Measuring Data Quality: Metrics Every Research Buyer Should Ask For
Removal rates, attention check pass rates, open-end scores and more: the numbers that show whether your sample was clean, and how to read them.

"Our data is high quality" is not a metric. When a provider says it, the right response is, "Great, show me the numbers from my last project."
Here's the short list I'd want on every quality report.
Key takeaways
- Ask for metrics at three stages: entry, in-survey and post-field.
- Blocked-entrant counts by reason show how much fraud was stopped before it cost you.
- A removal rate with no breakdown tells you very little.
- Compare metrics across projects and sources, not in isolation.
Entry-stage metrics
These tell you what never reached your survey.
- Entrants blocked, by reason: duplicate device, proxy or VPN, geo mismatch, known fraud profile.
- Cross-source duplicate rate: how often the same person arrived through more than one supplier.

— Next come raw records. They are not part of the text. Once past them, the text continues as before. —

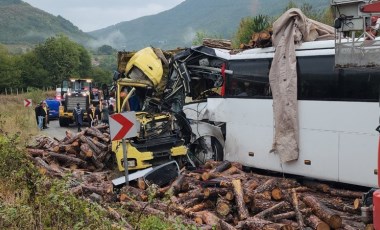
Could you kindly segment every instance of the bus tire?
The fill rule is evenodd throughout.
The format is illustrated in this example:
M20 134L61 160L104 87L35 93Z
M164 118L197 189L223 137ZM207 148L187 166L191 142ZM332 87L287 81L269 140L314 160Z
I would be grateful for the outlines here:
M203 165L207 160L223 161L222 144L212 136L204 136L190 146L190 157L196 165Z

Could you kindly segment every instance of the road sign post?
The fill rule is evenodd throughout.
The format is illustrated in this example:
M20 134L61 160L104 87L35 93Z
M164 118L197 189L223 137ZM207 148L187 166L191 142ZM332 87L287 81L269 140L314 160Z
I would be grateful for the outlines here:
M135 112L117 113L110 116L111 140L121 140L123 148L125 183L129 184L128 179L128 156L126 139L137 136L139 123Z
M123 146L123 159L124 159L124 173L125 173L125 184L129 185L129 178L128 178L128 157L127 157L127 143L125 141L125 138L122 139L122 146Z
M32 107L32 99L24 99L25 107Z

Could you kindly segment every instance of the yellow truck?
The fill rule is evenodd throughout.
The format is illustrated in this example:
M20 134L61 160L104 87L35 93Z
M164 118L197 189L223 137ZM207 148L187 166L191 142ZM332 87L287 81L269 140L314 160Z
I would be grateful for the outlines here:
M92 82L93 80L90 78L70 78L62 82L62 99L59 107L59 125L61 127L69 126L75 121L73 111L77 103L85 111L87 111L90 104L96 105L99 103L99 98L93 95ZM85 112L85 117L87 117L86 114Z

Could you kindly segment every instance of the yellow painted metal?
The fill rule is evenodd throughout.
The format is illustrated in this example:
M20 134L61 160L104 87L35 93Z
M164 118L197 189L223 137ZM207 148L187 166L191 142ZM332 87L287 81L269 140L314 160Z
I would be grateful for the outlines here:
M146 47L136 52L127 63L125 72L137 67L152 81L154 86L157 86L162 79L163 68L160 58L154 53L151 47Z
M171 148L170 151L171 151L171 154L172 154L173 157L183 156L183 155L187 154L187 148L185 146L183 146L183 145Z
M121 141L112 142L112 151L116 153L117 166L119 170L124 171L124 165L122 163L123 147L121 145ZM140 152L135 147L133 147L131 143L127 143L127 157L128 160L136 160L136 166L128 166L128 170L145 169L152 166L146 161L153 160L153 152Z

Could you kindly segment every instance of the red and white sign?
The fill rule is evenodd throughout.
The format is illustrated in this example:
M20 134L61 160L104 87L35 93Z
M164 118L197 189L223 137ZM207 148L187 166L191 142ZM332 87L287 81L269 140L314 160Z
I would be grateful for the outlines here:
M110 116L110 134L113 141L137 136L138 127L136 112L117 113Z
M31 107L32 106L32 99L24 99L24 106L25 107Z

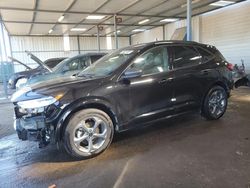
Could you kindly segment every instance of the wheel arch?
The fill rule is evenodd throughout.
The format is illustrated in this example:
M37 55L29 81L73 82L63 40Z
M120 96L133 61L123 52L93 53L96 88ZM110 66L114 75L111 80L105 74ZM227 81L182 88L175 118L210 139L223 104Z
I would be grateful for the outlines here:
M206 98L208 92L210 91L210 89L212 89L212 88L215 87L215 86L220 86L220 87L224 88L225 91L226 91L226 93L227 93L227 95L228 95L228 97L229 97L229 95L230 95L230 89L229 89L229 87L228 87L225 83L223 83L222 81L214 82L213 84L211 84L211 85L207 88L206 92L204 93L204 95L203 95L203 97L202 97L201 108L202 108L203 105L204 105L204 101L205 101L205 98ZM201 113L202 113L202 112L201 112Z
M107 104L105 103L101 103L101 102L81 102L81 105L78 106L72 106L71 108L67 109L63 115L61 116L61 118L58 121L58 124L56 126L56 130L55 130L55 140L56 142L59 142L62 140L63 138L63 132L69 122L69 120L71 119L71 117L84 109L88 109L88 108L95 108L98 110L102 110L105 113L107 113L109 115L109 117L111 118L115 131L119 131L119 126L118 126L118 119L117 116L114 112L114 110Z

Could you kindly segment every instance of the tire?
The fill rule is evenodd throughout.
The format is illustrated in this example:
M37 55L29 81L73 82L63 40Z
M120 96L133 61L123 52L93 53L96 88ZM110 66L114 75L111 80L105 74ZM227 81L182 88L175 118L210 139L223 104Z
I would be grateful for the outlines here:
M84 109L72 116L64 131L63 145L72 157L88 159L105 151L112 142L114 125L102 110Z
M228 96L221 86L211 88L202 105L202 116L207 120L217 120L221 118L227 109Z

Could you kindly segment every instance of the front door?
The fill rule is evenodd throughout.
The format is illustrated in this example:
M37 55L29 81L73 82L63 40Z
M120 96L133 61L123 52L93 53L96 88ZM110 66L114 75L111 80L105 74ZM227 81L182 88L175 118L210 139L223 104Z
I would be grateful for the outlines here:
M130 123L162 118L171 113L172 77L167 47L152 48L137 57L126 72L141 72L129 79Z

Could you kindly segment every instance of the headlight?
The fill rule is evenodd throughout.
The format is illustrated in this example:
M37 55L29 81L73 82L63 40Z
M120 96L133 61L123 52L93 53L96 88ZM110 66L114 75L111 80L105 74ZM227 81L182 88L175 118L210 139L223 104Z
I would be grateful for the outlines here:
M13 83L13 80L10 78L8 83L11 85Z
M20 78L19 80L17 80L16 83L16 88L19 89L22 86L24 86L27 83L28 79L27 78Z
M40 99L28 100L28 101L21 101L18 102L17 105L24 109L31 109L31 108L41 108L45 106L49 106L57 101L54 97L43 97Z

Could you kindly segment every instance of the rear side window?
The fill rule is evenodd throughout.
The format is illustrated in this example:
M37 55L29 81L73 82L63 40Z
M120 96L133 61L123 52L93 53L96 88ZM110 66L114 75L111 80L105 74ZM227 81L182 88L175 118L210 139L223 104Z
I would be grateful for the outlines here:
M214 58L214 55L211 52L209 52L201 47L196 47L196 48L202 56L202 63L206 63Z
M191 46L172 46L173 68L189 67L201 64L202 57Z

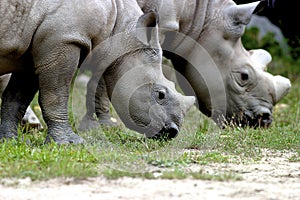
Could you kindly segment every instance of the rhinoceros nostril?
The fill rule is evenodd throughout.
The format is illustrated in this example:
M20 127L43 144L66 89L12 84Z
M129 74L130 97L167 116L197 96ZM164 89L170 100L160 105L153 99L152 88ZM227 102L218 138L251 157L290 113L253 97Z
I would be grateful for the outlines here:
M253 128L268 128L272 123L272 113L267 108L261 108L259 112L245 111L244 118L241 121L242 126Z
M165 133L166 133L168 139L175 138L178 135L178 132L179 132L178 126L174 122L171 122L166 127L166 130L165 130Z
M158 140L170 140L175 138L179 133L178 126L174 123L168 123L165 127L159 131L159 133L153 137L149 137L151 139L158 139Z
M263 120L267 120L267 119L271 118L271 114L270 113L261 113L260 116L261 116L261 118Z
M260 113L259 115L259 118L258 118L258 121L259 121L259 126L260 127L269 127L272 123L272 114L269 113L269 112L266 112L266 113Z

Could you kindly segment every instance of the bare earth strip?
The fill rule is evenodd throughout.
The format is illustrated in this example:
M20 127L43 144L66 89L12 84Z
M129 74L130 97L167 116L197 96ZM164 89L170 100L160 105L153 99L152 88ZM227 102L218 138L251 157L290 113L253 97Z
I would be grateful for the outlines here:
M289 162L291 153L274 153L255 164L192 165L189 170L207 173L233 172L240 181L166 180L104 177L86 180L52 179L32 182L27 179L0 180L2 200L50 199L300 199L300 163Z

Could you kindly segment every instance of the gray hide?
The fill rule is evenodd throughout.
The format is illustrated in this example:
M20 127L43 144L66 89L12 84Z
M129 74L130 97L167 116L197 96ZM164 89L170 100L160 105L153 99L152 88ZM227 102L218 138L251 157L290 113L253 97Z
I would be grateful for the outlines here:
M197 97L201 112L220 127L271 124L272 108L288 93L290 81L267 72L268 52L248 51L241 43L245 26L265 1L137 1L143 11L159 12L164 56L180 74L185 94ZM104 99L103 93L98 96Z
M2 96L0 138L17 137L17 124L39 91L46 142L83 143L68 122L70 85L81 64L101 76L112 65L108 93L128 127L150 136L177 134L194 97L183 97L164 78L157 15L142 14L133 0L2 0L0 75L12 75Z

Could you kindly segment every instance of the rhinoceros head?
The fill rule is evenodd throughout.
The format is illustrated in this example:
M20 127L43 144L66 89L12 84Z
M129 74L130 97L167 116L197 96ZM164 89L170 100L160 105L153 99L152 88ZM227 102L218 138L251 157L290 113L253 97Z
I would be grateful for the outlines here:
M291 87L288 79L273 76L266 71L266 66L271 61L268 52L248 51L241 42L245 26L264 3L261 1L236 5L233 1L211 1L211 9L207 12L207 20L198 43L208 53L211 63L219 72L212 74L210 71L204 77L206 80L202 81L207 83L209 92L206 94L210 95L210 100L203 97L205 92L196 93L200 109L201 106L202 109L205 107L208 115L220 126L232 122L242 126L269 126L273 106ZM212 65L202 66L211 67ZM217 79L220 79L220 84L213 83L218 82Z
M272 107L287 94L291 84L287 78L266 71L271 61L267 51L251 50L249 56L248 62L233 66L227 75L227 120L242 126L268 127Z
M173 138L195 98L178 93L164 77L156 21L154 12L139 18L136 31L120 41L134 51L120 57L105 79L111 102L128 128L147 137Z

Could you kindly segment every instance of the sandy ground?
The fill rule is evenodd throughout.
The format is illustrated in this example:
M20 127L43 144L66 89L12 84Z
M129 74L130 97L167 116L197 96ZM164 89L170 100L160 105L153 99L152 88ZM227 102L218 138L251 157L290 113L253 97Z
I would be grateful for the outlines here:
M289 162L292 153L267 154L255 164L192 165L189 170L232 172L239 181L166 180L104 177L86 180L0 180L0 200L52 199L261 199L300 200L300 163Z

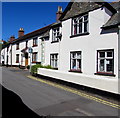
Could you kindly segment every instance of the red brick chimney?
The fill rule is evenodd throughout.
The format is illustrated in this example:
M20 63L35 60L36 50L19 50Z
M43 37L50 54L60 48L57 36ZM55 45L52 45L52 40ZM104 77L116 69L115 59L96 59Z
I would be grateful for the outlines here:
M56 21L58 22L59 21L59 18L60 16L62 15L62 7L61 6L58 6L58 11L56 13Z
M18 37L24 36L24 29L20 28L20 30L18 31Z
M15 40L15 36L11 36L10 39L9 39L9 42L12 42Z

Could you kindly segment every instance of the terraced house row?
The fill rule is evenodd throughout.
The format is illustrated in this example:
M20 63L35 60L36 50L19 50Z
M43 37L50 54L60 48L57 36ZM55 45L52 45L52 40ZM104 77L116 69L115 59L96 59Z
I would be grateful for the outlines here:
M51 65L38 74L119 94L120 2L70 2L57 21L18 38L10 37L1 63L10 66Z

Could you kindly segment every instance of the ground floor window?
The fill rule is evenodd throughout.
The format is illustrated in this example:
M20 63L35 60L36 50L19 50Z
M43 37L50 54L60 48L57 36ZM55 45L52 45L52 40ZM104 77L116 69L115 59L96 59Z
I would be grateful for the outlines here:
M33 52L33 54L32 54L32 62L33 63L36 63L37 62L37 52Z
M97 51L97 72L114 73L114 50Z
M50 65L53 68L58 68L58 54L51 54L50 55Z
M70 52L70 71L81 72L81 51Z
M19 63L19 54L16 54L16 63Z

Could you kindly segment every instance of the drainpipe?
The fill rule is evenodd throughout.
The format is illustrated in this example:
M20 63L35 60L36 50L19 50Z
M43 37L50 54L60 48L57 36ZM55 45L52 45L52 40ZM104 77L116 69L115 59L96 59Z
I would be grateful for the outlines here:
M118 26L118 78L120 79L120 25Z

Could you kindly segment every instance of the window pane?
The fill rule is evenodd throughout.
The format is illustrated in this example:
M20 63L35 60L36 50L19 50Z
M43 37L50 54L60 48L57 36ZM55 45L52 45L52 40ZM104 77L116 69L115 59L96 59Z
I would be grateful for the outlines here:
M55 68L57 68L57 60L55 60Z
M72 69L76 69L76 59L72 60Z
M79 24L79 33L82 33L82 23Z
M100 57L105 57L105 52L99 52Z
M112 52L107 52L107 57L112 57Z
M88 31L88 22L84 22L84 32Z
M80 52L77 53L77 59L80 59L81 58L81 54Z
M81 69L81 59L77 59L77 70Z
M101 59L100 60L100 71L104 71L105 70L105 67L104 67L104 59Z
M106 71L107 72L112 72L113 71L113 60L112 59L107 59L106 60Z

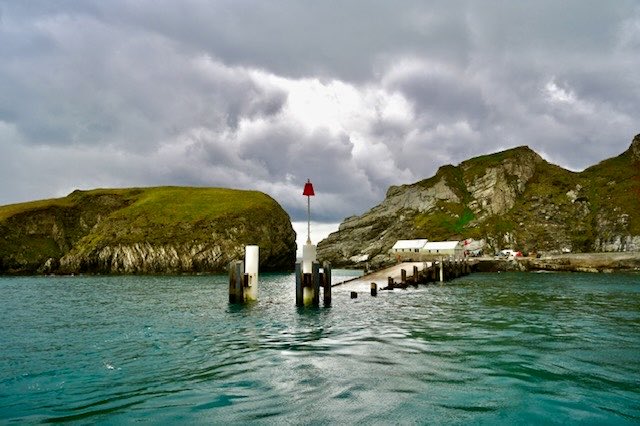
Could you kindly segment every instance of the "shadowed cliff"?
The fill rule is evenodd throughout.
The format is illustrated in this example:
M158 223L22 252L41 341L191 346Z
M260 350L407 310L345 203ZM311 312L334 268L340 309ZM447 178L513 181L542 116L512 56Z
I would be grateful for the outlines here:
M257 191L97 189L0 207L4 274L222 272L248 244L262 270L293 269L289 216Z

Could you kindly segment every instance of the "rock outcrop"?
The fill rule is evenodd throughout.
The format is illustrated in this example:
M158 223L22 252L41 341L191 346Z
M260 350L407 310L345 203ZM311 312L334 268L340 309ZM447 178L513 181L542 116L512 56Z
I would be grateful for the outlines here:
M484 241L485 251L640 251L640 135L621 155L574 173L528 147L441 167L392 186L318 244L335 265L388 263L398 239ZM365 260L366 259L366 260Z
M221 188L75 191L0 207L0 273L222 272L260 246L261 270L291 270L295 232L271 197Z

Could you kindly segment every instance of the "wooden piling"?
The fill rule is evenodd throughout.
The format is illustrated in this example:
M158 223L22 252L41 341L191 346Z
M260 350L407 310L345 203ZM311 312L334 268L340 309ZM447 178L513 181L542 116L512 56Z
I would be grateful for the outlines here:
M322 269L324 270L322 274L324 305L329 306L331 304L331 263L324 262Z
M352 299L357 299L358 298L358 292L357 291L352 291L351 292L351 298Z
M406 284L407 283L407 270L406 269L400 269L400 284Z
M320 305L320 264L313 262L311 264L311 288L313 289L313 306Z
M234 260L229 263L229 302L244 303L244 262Z
M296 262L296 306L304 306L302 286L304 276L302 274L302 262Z
M371 283L371 295L374 297L378 295L378 284Z

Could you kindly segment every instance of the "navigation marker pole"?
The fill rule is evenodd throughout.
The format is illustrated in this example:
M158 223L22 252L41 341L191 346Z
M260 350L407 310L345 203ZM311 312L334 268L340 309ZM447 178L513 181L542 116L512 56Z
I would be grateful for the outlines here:
M313 191L313 184L309 179L307 179L307 183L304 184L302 195L307 196L307 244L311 244L311 197L316 195L316 193Z
M311 244L311 197L316 195L311 181L307 179L302 195L307 197L307 243L302 246L302 273L310 274L311 264L316 261L316 246Z
M304 276L304 274L313 273L313 263L316 261L316 246L311 243L311 197L316 194L309 179L304 184L302 195L307 197L307 242L302 246L302 274ZM308 279L310 278L309 276ZM302 288L302 299L305 305L313 303L316 297L313 286L310 284L310 282L304 283Z

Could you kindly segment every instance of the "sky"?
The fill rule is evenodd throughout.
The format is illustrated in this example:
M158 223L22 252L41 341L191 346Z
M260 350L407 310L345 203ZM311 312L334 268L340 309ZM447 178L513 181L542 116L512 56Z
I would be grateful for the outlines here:
M315 243L444 164L638 133L637 0L0 0L0 204L255 189L306 240L311 179Z

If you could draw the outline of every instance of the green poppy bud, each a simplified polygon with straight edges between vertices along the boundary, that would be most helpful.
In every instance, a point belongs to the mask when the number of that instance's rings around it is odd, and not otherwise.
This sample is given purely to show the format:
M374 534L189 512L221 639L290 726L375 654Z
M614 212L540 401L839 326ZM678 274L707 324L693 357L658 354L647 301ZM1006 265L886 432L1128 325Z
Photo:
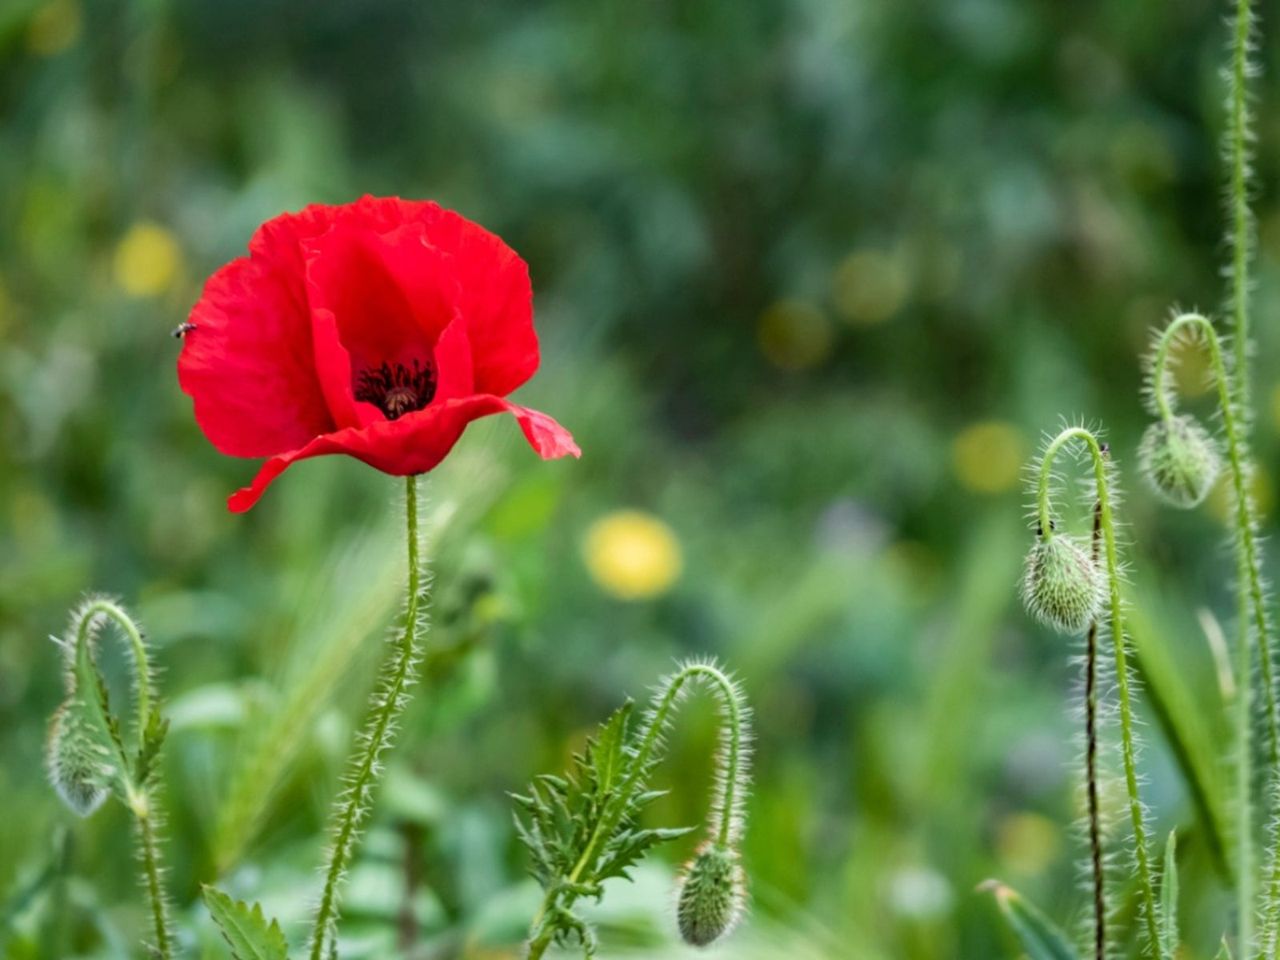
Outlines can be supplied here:
M705 947L733 929L742 914L743 887L737 853L704 844L680 880L676 919L685 943Z
M49 780L63 802L87 817L107 798L110 769L102 748L79 715L80 705L69 701L58 708L49 725Z
M1062 633L1084 633L1102 603L1103 579L1089 551L1066 534L1041 537L1027 555L1022 599Z
M1217 443L1189 416L1171 417L1148 427L1138 447L1138 463L1151 488L1183 509L1204 500L1222 470Z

A provider that can't report these probably isn't checking at entry, which means you're paying for fraud to get in and then paying again to clean it out. QualityShield reports blocked entrants by layer on every project.
In-survey metrics
- Speeder rate against a section-level threshold.
- Straight-lining rate on grids.
- Attention check pass rate. Useful, but remember AI agents pass these easily, so a high pass rate is not proof of quality on its own.
- Paste events on open ends.
Post-field metrics
- Removal rate, by reason. Speeding, patterning, open-end quality, inconsistency.
- Replacement rate and whether replacements were free.
- Open-end quality score distribution, not just the average.
Reading the report
Very low removal rates are not automatically good news. They can mean excellent sample, or weak checks. Very high rates signal a source problem. The useful view is trend: the same study type, same audience, compared over time and across sources. That's the idea behind the benchmarking work coming out of the Global Data Quality initiative, and it's worth following.
When you evaluate a sample provider, ESOMAR's "37 Questions to Help Buyers of Online Sample" is still a solid checklist to send along with your RFP.
FAQ
What is an acceptable survey removal rate?
It depends on audience and source. For verified panels with entry screening, post-field removals are typically modest. Much higher numbers point to a source or questionnaire issue worth investigating.
Which data quality metrics matter most?
Blocked entrants by reason and removals by reason. Together they show how much bad traffic was stopped before your survey and how much still needed cleaning afterward.